Each instantiation is monomorphic and fully visible to the optimizer. Existing types can satisfy concepts retroactively without modification. Concept subsumption means the compiler automatically selects the most-constrained overload: a function constrained on std::random_access_iterator is preferred over one constrained on std::input_iterator with no explicit dispatch logic required.

The first concepts proposal was voted out of C++11 at the 2009 Frankfurt meeting because the GCC experimental implementation required hundreds of thousands of lines and imposed unacceptable compile times. That version used nominal satisfaction with explicit concept maps, closer to Rust’s impl Trait. The C++20 version uses structural satisfaction and is substantially simpler, at the cost of no coherence guarantees. The evolution is described in Stroustrup’s concept design papers and is worth tracing if you want to understand why the feature landed the way it did.

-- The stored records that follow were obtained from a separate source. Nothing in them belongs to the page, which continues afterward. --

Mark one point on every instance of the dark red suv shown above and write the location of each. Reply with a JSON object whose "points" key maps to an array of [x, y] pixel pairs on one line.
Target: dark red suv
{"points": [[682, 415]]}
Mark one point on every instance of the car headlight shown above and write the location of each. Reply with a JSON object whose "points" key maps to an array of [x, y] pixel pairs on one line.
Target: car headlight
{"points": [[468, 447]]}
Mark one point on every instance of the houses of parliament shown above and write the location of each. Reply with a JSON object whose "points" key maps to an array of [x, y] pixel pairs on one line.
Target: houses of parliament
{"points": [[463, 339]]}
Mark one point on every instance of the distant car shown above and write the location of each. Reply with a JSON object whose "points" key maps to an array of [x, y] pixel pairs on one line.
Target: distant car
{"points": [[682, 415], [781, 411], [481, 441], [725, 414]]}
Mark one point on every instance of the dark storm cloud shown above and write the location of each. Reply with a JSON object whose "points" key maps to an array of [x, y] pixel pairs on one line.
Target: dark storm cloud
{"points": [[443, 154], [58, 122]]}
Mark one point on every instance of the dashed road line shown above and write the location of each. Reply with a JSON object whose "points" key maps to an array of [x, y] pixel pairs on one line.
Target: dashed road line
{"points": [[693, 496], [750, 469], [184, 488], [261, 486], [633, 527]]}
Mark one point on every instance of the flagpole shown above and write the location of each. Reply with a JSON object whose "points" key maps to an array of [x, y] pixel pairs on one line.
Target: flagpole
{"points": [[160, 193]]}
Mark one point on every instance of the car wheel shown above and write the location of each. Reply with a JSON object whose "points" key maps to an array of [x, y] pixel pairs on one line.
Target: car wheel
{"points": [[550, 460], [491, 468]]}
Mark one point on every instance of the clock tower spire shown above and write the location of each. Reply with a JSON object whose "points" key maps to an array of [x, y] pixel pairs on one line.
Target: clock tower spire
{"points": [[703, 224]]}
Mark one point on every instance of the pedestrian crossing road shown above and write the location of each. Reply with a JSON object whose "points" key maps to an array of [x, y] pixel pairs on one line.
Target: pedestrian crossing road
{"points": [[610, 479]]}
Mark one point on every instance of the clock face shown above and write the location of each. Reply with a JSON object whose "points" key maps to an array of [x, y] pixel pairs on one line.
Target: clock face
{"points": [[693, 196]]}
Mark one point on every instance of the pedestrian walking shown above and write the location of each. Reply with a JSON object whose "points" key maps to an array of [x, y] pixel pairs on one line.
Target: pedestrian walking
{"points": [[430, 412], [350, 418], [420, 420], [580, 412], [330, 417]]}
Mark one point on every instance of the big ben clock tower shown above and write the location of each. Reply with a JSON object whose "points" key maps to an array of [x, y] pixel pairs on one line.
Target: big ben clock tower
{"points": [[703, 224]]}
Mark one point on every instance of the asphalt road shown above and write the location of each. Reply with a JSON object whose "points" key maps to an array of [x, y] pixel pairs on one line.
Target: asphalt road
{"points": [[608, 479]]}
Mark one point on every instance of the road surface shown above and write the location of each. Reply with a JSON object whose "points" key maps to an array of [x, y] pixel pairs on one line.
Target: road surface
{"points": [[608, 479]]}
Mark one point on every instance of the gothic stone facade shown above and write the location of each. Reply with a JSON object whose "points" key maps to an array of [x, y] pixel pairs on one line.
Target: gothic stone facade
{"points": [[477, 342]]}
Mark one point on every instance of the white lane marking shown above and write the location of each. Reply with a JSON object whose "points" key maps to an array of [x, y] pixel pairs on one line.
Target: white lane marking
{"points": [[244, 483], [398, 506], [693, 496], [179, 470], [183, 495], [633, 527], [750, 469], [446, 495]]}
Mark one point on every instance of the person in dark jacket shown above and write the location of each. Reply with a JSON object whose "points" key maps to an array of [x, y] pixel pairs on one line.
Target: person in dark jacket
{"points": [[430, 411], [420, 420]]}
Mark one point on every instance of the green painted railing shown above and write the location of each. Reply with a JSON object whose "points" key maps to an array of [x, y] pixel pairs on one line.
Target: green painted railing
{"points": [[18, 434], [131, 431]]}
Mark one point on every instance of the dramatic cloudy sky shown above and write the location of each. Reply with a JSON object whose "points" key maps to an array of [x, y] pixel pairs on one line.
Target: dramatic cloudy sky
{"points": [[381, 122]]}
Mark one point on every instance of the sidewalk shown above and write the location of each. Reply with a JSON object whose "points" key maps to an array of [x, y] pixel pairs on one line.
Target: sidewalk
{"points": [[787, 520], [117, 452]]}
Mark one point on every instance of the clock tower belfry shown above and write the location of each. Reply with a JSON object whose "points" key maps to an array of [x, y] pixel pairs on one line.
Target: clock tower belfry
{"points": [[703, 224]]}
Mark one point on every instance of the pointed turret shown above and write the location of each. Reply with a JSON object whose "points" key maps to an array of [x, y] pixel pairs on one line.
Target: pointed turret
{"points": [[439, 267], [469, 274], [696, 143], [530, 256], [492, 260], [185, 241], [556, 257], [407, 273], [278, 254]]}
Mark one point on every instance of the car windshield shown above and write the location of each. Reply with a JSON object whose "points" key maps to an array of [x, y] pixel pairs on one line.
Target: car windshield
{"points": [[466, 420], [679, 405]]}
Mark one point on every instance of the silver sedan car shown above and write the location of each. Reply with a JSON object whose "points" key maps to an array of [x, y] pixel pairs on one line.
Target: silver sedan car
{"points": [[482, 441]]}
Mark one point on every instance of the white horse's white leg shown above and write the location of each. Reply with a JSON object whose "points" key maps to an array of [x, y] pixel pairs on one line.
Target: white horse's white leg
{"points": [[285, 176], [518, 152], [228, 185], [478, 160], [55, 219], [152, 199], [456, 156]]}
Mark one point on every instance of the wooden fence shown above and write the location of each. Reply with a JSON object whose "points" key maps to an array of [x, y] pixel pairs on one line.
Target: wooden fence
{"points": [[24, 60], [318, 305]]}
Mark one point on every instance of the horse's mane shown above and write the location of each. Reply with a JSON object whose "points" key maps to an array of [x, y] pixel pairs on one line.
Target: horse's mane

C++23 Deducing This: What CRTP Was Waiting For

C++23 added explicit object parameters (P0847, “deducing this”), available in GCC 13+, Clang 17+, and MSVC 19.36+. This is the language feature that CRTP existed to approximate:

struct Shape {
    template<typename Self>
    float area(this Self&& self) {
        return self.areaImpl();  // resolved to the concrete type at each call site
    }
};

struct Circle : Shape {
    float areaImpl() const { return 3.14159f * radius * radius; }
    float radius;
};

Self is deduced to the concrete derived type. No static_cast, no template parameter on the base class, no boilerplate. Generated code is identical to CRTP: zero runtime overhead, full inlining eligibility. The same feature enables recursive lambdas without std::function allocation (auto fib = [](this auto self, int n) -> int { ... };), eliminates const-overload duplication, and cleans up builder-pattern chains. The WG21 paper explicitly acknowledges CRTP as the pattern this feature replaces.

std::variant for Closed Type Sets

When the set of concrete types is fixed at compile time, std::variant with std::visit is a third option worth considering:

using Shape = std::variant<Circle, Rectangle, Triangle>;

float totalArea(const std::vector<Shape>& shapes) {
    float total = 0.0f;
    for (const auto& s : shapes)
        total += std::visit([](const auto& shape) { return shape.area(); }, s);
    return total;
}

Modern compilers convert std::visit over small variants into an inlined switch or jump table with all arms visible to the optimizer. Dispatch overhead is roughly 0.5 to 2 ns. The larger benefit is layout: a std::vector<Shape> stores objects contiguously; a std::vector<Base*> stores pointers to scattered heap allocations. For thousands of objects, cache behavior often dominates dispatch cost. Google’s Abseil team reported 1.8 to 2.4x throughput improvement in protocol buffer parsing after switching from virtual dispatch to variant-based dispatch, with the gain attributed primarily to inlining and eliminated branch mispredictions. The constraint is that the type set must be enumerable at compile time, which rules out plugin architectures and open extension points.

Choosing the Right Tool

The decision is not complicated once you understand the costs. For code that the compiler can see statically, final is the lowest-effort intervention and should be the first thing you reach for. LTO plus PGO handles a large share of the remaining cases without source changes. Manual static polymorphism is appropriate for hot inner loops with known concrete types at design time, for embedded and real-time systems where virtual dispatch is prohibited or analytically inconvenient, and for library code like Eigen where the performance guarantee is part of the API contract. std::variant fits closed type sets where data locality matters as much as dispatch cost.

C++23 deducing-this means new code targeting GCC 13+ or Clang 17+ no longer needs CRTP boilerplate to get the performance. The language has converged on zero-overhead abstraction being achievable without metaprogramming gymnastics, and the compilers have converged on eliminating most of the remaining overhead automatically for code that uses final, LTO, or PGO. What remains is the judgment call of when your use case falls outside what the compiler can see.